Once you obtain the required virus generation (V1 or higher), you are ready to start the protein synthesis in suspension culture.

1. 1.

   Inoculate 800 mL of log-phase Sf9 or Sf21 cells freshly diluted to 1–3 × 10⁶ cells/mL with V1 generation (or higher) Calculate the PFU and MOI factors (as described in section Plaque assay). Use MOI ranging from 2 to 10 PFU/ml.

2. 2.

   Incubate cells for 3–4 days with daily monitoring.

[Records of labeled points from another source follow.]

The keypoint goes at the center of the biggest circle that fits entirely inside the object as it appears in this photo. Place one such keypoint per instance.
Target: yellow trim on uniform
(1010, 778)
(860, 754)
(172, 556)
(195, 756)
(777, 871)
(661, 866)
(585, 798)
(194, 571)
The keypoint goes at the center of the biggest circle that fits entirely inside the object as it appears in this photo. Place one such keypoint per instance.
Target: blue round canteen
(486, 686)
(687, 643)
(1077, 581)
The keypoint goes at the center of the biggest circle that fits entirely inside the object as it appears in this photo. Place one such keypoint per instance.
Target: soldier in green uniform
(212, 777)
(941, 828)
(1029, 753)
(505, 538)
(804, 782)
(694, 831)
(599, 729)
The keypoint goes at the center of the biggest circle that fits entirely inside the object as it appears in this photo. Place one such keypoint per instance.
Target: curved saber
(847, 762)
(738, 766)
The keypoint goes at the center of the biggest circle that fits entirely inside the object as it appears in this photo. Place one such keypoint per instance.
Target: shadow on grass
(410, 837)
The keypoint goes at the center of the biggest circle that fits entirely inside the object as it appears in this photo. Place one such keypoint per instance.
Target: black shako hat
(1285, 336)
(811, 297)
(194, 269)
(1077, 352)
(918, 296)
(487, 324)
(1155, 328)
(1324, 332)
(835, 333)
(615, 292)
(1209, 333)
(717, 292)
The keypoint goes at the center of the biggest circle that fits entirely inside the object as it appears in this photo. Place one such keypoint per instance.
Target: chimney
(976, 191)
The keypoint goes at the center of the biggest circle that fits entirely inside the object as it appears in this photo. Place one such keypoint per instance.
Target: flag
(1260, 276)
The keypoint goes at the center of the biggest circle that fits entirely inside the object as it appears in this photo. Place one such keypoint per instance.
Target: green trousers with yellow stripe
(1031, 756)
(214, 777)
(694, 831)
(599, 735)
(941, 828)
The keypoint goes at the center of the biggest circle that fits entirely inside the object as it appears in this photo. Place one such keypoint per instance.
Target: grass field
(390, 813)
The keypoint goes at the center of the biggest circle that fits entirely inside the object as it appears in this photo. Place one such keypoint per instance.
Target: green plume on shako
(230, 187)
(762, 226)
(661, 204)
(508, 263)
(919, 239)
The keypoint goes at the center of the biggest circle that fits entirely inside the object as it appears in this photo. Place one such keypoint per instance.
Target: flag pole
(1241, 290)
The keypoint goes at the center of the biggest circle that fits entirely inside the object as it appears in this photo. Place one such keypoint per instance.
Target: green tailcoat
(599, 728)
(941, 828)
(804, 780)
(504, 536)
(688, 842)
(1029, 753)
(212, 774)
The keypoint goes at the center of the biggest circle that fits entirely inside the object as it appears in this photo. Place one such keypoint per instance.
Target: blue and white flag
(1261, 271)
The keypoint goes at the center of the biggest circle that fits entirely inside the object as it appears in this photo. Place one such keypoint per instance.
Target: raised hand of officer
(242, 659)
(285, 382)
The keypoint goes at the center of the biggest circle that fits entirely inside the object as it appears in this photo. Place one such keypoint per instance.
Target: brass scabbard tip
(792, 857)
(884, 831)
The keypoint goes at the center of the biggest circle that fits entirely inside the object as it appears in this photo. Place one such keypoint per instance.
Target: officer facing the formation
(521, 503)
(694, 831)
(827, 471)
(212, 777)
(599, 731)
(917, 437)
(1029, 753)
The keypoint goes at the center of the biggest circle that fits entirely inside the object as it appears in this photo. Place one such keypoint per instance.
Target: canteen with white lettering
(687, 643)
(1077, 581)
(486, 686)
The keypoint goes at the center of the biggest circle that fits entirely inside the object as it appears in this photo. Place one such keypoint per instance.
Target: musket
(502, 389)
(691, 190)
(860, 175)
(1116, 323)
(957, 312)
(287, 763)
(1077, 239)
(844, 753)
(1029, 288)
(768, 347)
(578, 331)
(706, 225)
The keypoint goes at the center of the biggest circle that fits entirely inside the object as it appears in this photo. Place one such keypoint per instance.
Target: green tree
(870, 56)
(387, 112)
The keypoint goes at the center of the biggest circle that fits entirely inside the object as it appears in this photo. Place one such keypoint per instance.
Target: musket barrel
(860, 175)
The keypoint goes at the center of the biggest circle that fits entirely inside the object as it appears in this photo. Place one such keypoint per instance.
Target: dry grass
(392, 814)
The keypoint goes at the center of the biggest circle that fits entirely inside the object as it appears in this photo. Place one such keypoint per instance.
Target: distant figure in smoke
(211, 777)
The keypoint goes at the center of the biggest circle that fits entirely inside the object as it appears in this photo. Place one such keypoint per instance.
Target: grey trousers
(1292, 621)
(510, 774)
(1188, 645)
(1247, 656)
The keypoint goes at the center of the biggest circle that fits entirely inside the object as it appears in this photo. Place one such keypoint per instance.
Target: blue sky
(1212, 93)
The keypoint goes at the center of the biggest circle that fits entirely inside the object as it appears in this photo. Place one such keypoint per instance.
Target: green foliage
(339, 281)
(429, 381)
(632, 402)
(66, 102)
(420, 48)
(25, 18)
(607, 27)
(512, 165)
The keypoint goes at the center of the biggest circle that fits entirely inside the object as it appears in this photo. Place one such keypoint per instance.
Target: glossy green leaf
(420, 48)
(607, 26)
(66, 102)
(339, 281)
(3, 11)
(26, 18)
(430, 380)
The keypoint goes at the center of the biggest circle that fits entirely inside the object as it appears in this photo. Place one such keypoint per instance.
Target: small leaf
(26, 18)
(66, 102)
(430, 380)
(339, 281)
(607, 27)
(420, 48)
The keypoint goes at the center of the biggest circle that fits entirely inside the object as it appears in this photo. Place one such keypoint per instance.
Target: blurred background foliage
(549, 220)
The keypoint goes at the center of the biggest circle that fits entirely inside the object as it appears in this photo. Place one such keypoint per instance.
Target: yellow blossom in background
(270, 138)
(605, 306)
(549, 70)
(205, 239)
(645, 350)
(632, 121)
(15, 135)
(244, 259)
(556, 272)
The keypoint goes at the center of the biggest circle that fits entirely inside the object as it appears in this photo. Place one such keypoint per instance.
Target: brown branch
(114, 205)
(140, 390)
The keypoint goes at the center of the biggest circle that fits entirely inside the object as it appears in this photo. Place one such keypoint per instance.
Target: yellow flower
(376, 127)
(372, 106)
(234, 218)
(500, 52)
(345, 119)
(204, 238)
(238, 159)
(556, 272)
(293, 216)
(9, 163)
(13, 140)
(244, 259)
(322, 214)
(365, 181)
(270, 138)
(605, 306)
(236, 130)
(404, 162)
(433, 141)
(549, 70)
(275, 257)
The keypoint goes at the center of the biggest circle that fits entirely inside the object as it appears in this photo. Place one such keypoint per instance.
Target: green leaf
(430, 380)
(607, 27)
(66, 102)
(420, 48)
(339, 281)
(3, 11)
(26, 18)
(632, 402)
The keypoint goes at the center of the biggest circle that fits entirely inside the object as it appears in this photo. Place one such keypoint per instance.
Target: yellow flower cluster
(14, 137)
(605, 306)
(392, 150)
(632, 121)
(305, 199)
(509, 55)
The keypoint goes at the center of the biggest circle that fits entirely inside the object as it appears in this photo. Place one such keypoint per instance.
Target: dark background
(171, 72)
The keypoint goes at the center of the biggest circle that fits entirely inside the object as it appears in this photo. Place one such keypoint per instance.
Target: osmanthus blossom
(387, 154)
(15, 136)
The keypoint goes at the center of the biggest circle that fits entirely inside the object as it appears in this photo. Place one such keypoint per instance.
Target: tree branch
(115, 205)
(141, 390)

   • CRITICAL STEP: If your recombinant baculovirus possesses fluorescent marker, you can observe the change of culture color intensity (Fig. 6a).

3. 3.

   Importantly, we usually stop the synthesis when the cells reach 60–70% viability. You can perform a few syntheses in parallel.

4. 4.

   Spin the cells at 4 °C/10 000 rpm/10 min (Fig. 6b).

5. 5.

   Discard the supernatant and freeze the Sf cells pellet in liquid nitrogen, store at − 80 °C.

   • CRITICAL STEP: Interestingly, Sf cells can be infected with more than one virus.

   • CAUTION: You can analyze the protein expression via Western-blot or standard SDS-PAGE electrophoresis with Laemmli buffer-treated samples. You can also directly proceed with the protein purification using ÄKTA Pure chromatography systems.

Fig. 6

Co-expression of CSTF complex and mCherry protein in Sf9 cells. (a) The change in culture color upon expression of fluorescent mCherry protein. (b) Cell pellet after harvesting.

Troubleshooting

Contamination of the cell culture

It is crucial to monitor the cell culture daily. If any aggregates, abnormal culture color, intensive smell are noticed, stop the culture. Clean the incubator, autoclave everything that can be autoclaved, and start the culture from scratch. Antibiotics together with proper glass cleaning should minimize the risk of bacterial or fungal infection. Additionally, remember to work sterile under the hood, always wash your hands before work, wear gloves, spray them with ethanol, and clean the hood regularly. Moreover, it helps to sterilize the lids and the mouth of the flasks using a flame under the hood.

Mycoplasma testing

Mycoplasmas are common contaminants of eukaryotic cell cultures. Resistant to most antibiotics used in culturing, those small self-replicating organisms affect most of culture parameters, including cell growth, viability, cell metabolism, and virus propagation²³. It is crucial to control if the ongoing culture is infected by mycoplasma, to prevent its further transfer. For mycoplasma testing we employ MycoStrip™ cassette detection kit from InvivoGen.

Flask cleaning

An appropriate flask cleaning routine is essential for experimental success when employing re-usable glass flasks. Not only remains of previous culture but also residual detergent used for washing can inversely impact the cell culture health. After removing cells from the flask, rinse it with 2% Virkon solution, put some crushed ice inside, and swirl toss firmly. This helps to remove the ring of cell aggregates attached to the glass wall after culture (Fig. 7). Cover the flask with aluminum foil and autoclave it. Incubate the glass with a splash of 2% Virkon overnight and clean it carefully with a brush. Then wash it again using a dishwasher. To get rid of residual detergent rinse the flask 3–5 times with MilliQ water. Metal lids used for securing the glass flask wash manually using dish soap and rinse them 3–5 times with MilliQ water. Cover the flask with a lid and 2 layers of aluminum foil and autoclave it. Using metal lids is not obligatory; instead, you can use 4 layers of aluminum foil. After the second autoclaving round bake the glass at 180 °C for at least 5 h. An alternative to this stringent washing routine is using plastic dispensable flasks. We do not recommend this for environmental reasons.

Fig. 7

The picture of the ring of cell aggregates attached to the glass wall. The ring is indicated by an arrow.